Margaret Kilgallen was born in 1967 in Washington, D.C., and received her BA in printmaking from Colorado College in 1989. Shortly afterward, the artist moved to San Francisco, where she took up surfing and immersed herself in the Mission District street scene. Kilgallen was influenced by the hand-painted signs and colorful murals she saw while biking around her Mission District neighborhood. Additionally, her early experiences as a librarian and bookbinder in the San Francisco Public Library helped the artist develop an encyclopedic knowledge of American folk signs, printmaking, and letterforms. Working on found and salvaged material and graffiti, Kilgallen created works that highlighted the beauty of everyday life.
Pepón Osorio was born in 1955 in Santurce, Puerto Rico, and currently lives and works in Philadelphia, Pennsylvania. In 1975, Osorio left Puerto Rico and moved to the South Bronx in New York City, where he received a degree in sociology from Lehmann College and began working as a social worker in the Human Resources Administration. He later received an MA in sociology from Columbia University in 1985. Influenced by his experiences as a social worker in The Bronx, Osorio builds a participatory model of art that reflects the lives and stories of his communuities. Through his installations and sculptures, the artist calls attention to issues of race, violence, and gender prevalent in the Latinx community.
Richard Serra was born in 1938 in San Francisco, California. He graduated from the University of California, Santa Barbara with a BA in English Literature in 1961, working at different steel mills to support himself during college.

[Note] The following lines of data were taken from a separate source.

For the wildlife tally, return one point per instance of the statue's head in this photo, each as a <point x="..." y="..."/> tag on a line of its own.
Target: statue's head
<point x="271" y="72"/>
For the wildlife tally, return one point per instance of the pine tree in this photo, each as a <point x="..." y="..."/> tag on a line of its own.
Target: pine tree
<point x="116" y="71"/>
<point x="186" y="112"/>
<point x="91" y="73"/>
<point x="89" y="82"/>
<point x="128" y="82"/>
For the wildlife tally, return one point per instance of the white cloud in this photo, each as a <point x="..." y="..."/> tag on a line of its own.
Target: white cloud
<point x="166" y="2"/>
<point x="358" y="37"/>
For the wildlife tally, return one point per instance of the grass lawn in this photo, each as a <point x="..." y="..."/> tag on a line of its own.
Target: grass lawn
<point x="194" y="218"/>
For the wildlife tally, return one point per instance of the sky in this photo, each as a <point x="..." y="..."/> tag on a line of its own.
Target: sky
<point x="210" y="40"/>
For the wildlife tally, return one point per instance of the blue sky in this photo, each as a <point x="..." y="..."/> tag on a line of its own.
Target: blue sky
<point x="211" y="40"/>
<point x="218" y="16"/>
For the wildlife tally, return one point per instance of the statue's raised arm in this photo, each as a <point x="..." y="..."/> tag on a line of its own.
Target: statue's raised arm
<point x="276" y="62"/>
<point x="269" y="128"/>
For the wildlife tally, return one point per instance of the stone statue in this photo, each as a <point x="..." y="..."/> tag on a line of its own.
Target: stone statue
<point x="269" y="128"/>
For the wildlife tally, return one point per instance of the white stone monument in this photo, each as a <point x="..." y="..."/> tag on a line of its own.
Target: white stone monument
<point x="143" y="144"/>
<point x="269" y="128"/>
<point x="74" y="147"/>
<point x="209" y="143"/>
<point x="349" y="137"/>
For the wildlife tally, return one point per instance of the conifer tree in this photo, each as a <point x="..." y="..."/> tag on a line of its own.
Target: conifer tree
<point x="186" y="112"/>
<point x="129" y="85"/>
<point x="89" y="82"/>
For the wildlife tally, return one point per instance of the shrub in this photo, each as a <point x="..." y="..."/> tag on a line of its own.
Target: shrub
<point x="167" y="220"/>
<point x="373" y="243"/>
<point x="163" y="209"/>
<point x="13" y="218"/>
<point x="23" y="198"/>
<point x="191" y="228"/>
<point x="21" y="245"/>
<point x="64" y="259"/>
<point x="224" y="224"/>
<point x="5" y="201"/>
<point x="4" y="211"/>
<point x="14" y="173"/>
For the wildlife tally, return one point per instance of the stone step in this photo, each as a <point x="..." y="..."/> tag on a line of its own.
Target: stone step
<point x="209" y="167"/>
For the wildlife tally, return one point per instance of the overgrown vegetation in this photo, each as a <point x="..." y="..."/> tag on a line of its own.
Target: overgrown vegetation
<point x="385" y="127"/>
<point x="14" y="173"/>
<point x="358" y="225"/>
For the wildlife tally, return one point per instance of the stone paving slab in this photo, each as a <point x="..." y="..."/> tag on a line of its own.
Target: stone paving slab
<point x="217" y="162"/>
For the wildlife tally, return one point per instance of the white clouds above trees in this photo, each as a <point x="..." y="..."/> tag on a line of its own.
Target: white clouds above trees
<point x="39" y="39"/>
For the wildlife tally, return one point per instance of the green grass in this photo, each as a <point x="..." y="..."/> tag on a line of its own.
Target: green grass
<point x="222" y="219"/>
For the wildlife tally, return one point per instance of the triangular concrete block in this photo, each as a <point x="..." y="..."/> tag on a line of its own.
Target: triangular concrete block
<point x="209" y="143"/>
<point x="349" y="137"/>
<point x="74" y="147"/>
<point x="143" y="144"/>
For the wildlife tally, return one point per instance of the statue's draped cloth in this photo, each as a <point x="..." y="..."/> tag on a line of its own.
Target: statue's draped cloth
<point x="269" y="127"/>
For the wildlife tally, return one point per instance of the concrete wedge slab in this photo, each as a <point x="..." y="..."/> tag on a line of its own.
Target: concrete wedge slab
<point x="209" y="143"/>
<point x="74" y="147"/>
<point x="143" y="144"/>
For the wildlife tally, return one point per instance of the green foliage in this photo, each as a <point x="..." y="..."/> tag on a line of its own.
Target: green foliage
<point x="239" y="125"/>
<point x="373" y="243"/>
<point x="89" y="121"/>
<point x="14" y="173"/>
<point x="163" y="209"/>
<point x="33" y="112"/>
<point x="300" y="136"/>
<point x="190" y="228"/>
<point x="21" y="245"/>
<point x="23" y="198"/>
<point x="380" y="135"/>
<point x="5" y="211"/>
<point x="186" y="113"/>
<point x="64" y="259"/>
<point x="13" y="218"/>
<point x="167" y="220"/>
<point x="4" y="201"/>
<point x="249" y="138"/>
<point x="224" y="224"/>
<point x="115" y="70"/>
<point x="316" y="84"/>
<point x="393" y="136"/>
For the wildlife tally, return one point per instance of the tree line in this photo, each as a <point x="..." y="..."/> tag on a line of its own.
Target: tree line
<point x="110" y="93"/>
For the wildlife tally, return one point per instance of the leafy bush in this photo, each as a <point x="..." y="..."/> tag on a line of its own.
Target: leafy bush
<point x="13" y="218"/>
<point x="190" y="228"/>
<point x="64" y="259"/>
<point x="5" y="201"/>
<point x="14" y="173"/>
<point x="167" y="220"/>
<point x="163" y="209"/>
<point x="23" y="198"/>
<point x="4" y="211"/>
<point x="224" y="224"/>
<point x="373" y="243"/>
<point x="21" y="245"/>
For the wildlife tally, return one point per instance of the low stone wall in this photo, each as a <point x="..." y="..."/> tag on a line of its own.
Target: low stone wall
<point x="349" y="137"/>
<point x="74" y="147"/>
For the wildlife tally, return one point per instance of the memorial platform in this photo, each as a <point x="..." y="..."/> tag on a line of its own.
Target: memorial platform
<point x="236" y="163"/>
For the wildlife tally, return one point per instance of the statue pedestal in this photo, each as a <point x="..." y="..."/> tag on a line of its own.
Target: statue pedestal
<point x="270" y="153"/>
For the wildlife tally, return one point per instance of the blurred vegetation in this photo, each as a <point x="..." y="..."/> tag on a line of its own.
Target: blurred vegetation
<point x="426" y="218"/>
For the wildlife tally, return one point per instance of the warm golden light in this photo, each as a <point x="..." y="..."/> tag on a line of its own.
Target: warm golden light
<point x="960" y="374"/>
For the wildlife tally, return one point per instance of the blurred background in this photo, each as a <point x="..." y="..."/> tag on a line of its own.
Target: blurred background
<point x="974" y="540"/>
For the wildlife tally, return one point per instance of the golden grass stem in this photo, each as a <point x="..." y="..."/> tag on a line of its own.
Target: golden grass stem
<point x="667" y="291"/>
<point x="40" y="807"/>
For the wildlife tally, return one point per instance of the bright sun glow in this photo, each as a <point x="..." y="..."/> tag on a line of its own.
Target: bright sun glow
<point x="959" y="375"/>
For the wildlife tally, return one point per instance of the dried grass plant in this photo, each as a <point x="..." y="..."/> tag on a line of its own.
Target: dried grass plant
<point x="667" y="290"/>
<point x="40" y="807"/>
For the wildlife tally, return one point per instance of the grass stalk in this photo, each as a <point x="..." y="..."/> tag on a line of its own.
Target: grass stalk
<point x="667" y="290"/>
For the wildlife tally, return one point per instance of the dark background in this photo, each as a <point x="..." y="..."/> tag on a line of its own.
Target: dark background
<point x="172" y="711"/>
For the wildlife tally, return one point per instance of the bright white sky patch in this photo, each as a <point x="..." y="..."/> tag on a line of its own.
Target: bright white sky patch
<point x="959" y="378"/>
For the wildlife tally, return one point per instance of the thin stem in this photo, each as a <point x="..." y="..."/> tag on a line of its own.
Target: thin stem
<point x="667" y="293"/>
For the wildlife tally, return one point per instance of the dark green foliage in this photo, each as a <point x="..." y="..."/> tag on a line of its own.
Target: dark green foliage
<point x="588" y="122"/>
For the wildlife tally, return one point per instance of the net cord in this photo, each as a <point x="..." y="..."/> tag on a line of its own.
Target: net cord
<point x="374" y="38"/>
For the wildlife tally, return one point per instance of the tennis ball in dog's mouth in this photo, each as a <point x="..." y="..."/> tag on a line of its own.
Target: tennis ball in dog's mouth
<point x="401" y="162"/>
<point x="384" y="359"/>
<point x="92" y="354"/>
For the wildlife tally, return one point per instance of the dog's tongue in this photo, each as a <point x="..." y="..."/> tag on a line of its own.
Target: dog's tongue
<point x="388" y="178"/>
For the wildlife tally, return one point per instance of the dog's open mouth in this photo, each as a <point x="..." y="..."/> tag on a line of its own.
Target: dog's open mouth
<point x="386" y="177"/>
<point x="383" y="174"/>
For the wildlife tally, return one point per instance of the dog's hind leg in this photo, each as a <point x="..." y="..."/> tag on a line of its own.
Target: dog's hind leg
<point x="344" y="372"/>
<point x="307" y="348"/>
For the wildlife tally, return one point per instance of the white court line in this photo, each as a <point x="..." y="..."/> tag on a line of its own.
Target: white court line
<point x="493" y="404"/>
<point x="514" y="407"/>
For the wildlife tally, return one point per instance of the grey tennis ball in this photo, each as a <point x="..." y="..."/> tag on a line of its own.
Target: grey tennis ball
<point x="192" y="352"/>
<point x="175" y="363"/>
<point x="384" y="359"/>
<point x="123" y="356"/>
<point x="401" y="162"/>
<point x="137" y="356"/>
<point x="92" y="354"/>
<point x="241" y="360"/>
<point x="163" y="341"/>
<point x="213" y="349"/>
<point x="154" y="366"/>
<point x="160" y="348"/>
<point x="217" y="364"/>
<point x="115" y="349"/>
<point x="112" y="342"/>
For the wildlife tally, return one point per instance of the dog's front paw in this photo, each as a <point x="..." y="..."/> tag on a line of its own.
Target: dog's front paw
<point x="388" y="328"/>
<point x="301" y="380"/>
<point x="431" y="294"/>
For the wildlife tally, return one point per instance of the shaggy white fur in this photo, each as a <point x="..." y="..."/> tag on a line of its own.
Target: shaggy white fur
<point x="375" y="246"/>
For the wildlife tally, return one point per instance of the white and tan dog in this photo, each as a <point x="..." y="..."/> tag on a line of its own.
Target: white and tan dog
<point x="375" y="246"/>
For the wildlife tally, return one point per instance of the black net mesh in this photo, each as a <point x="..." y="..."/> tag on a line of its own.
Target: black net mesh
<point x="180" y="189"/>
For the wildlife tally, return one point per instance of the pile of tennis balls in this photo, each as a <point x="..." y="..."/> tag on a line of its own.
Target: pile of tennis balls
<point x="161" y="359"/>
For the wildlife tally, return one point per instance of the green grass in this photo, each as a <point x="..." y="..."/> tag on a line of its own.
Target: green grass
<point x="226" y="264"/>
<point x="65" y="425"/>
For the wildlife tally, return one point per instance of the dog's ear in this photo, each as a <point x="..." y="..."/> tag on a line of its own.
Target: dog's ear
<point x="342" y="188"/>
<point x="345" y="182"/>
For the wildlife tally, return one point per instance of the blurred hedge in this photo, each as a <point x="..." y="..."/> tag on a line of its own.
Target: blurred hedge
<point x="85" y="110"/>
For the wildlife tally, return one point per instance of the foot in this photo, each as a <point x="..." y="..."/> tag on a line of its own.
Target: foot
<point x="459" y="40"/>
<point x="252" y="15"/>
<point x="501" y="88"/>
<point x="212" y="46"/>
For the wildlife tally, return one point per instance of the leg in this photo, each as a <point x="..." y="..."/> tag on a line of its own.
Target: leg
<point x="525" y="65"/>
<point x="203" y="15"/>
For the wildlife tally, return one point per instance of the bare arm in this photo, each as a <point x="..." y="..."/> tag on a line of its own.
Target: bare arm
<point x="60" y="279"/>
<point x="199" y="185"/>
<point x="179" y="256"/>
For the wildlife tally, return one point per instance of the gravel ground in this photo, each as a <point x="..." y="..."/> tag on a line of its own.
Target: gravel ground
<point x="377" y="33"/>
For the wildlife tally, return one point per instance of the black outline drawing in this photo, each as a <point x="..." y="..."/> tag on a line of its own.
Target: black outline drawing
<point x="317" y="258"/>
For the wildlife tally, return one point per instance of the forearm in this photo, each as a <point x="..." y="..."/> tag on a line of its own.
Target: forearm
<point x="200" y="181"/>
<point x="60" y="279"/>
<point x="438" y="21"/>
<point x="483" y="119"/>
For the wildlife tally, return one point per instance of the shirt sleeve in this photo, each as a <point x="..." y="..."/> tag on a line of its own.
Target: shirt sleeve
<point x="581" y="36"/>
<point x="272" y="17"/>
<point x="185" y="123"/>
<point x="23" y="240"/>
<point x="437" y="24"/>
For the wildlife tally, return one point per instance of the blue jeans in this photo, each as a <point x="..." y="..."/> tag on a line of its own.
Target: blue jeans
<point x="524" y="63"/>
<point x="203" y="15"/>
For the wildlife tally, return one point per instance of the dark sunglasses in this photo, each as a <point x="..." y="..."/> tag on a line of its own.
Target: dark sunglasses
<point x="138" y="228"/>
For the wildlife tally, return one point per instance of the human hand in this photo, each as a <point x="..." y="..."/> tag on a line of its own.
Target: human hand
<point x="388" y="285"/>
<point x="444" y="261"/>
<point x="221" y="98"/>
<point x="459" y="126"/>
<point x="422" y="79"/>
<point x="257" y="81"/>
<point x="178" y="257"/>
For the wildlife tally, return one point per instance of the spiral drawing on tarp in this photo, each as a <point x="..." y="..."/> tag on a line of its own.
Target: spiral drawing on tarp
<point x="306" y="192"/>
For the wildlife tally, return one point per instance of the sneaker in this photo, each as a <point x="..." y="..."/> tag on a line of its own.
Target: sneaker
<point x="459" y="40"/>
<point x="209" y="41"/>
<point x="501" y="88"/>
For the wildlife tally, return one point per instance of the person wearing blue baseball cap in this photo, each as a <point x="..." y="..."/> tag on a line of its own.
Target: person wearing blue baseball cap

The artist later went on to receive a BFA in 1962 and an MFA in 1964, both from Yale University. In his work, Serra investigated the relationship between space, material, and movement. Through large-scale sculptures and site-specific installations, the artist manipulated mediums such as lead and steel to construct immersive geometric artworks that emphasize materiality and the relationship between the viewer and the spaces in which his works are installed.
Sally Mann was born in 1951 in Lexington, Virginia, where she currently lives and works. She graduated from Hollins College where she received her BA in 1974 and her MA in 1975. Best known for her black-and-white photography, Mann looks to her surroundings for inspiration. Whether documenting the everyday activities of her children or the beauty of the American landscape, Mann’s photographs, ethereal and haunting, touch on themes of loss, intimacy, freedom, and innocence.
“Most of the work that I do as an artist, whether it’s music, or images or a story, begins with a place.”